Darkness peeled back like burned skin.

My body twisted. Pain coursed through all my nerves. It wasn't heat anymore — it was cold. My arms and legs were immovable. My chest was pressed in, as if I were drowning.

I'm alive?

I pried my eyes open.

Fluorescent lights hummed above. A metal ceiling stained with rust. And pain — a dull, throbbing ache deep in my bones.

I reclined on a stretcher, the wheels creaking as I was rolled down a corridor.

Blurry figures went by — white jackets, helmets, glass walls full of glowing monitors and tubes.

In front of us was a door, heavy and gray. Two words in black paint over it:

Facility 9.

Outside was a corridor of smaller doors. I caught glimpses as we passed: tiny windows, more children, more beds.

They stopped in one marked Room 7, opened the door, and tossed me in like cargo.
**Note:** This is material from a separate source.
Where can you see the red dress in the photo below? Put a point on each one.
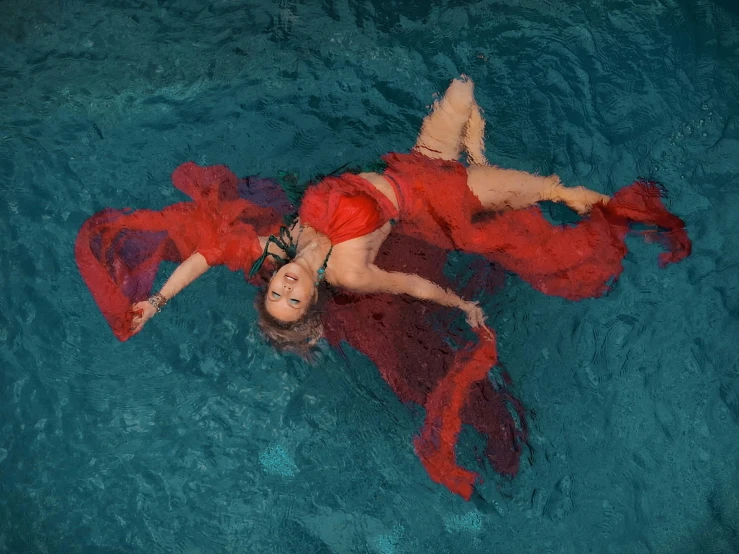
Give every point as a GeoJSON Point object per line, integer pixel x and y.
{"type": "Point", "coordinates": [412, 343]}
{"type": "Point", "coordinates": [345, 207]}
Concrete floor. Ten iron beds fixed to the ground. Cold and bare.

Eight other children were already there. They were pale, gaunt, hardly stirring. One sobbed into her blanket. Another vomited red and simply lay there, trembling. Their eyes were dull — haunted.

Every single one of them was in pain.

So was I.

I collapsed onto the closest bed. My skin was on fire. My muscles screamed as I attempted to shift.

What have they done to me?

The door slammed shut behind me.

No voices. No responses. Only silence and the soft, throbbing hum of the walls.

Boots tramped somewhere far above. A siren wailed and faded.

Then I felt something.

Faint. Deep. Like a second heartbeat throbbing under my own.

My ears rang. My breathing slowed.

And for an instant, I did see it.

Threads.

There were subtle strands of shimmering light hovering in the air — like mist that only I could see. They disappeared when I blinked.

The air was dense. Neither hot nor cold — simply heavy, as though something invisible had closed around me.

Yet the pain continued.

Burning beneath my skin. Buried in my backbone. I hated it. I wished it would stop.

And even worse than the pain was the fear.

I remembered the doctor's face. The syringe. My parents. The war. How they sold me.

And I recalled dying.

In another world. Another life. Seventeen years old and already forgotten.

I had been granted a second chance. A family. Hope.

And now this.

This place. This pain. I closed my eyes, but sleep would not come. A mere whisper in the back of my mind. An incomplete thought that pulsed with every beat of that foreign heart within me: "I shouldn't be back here."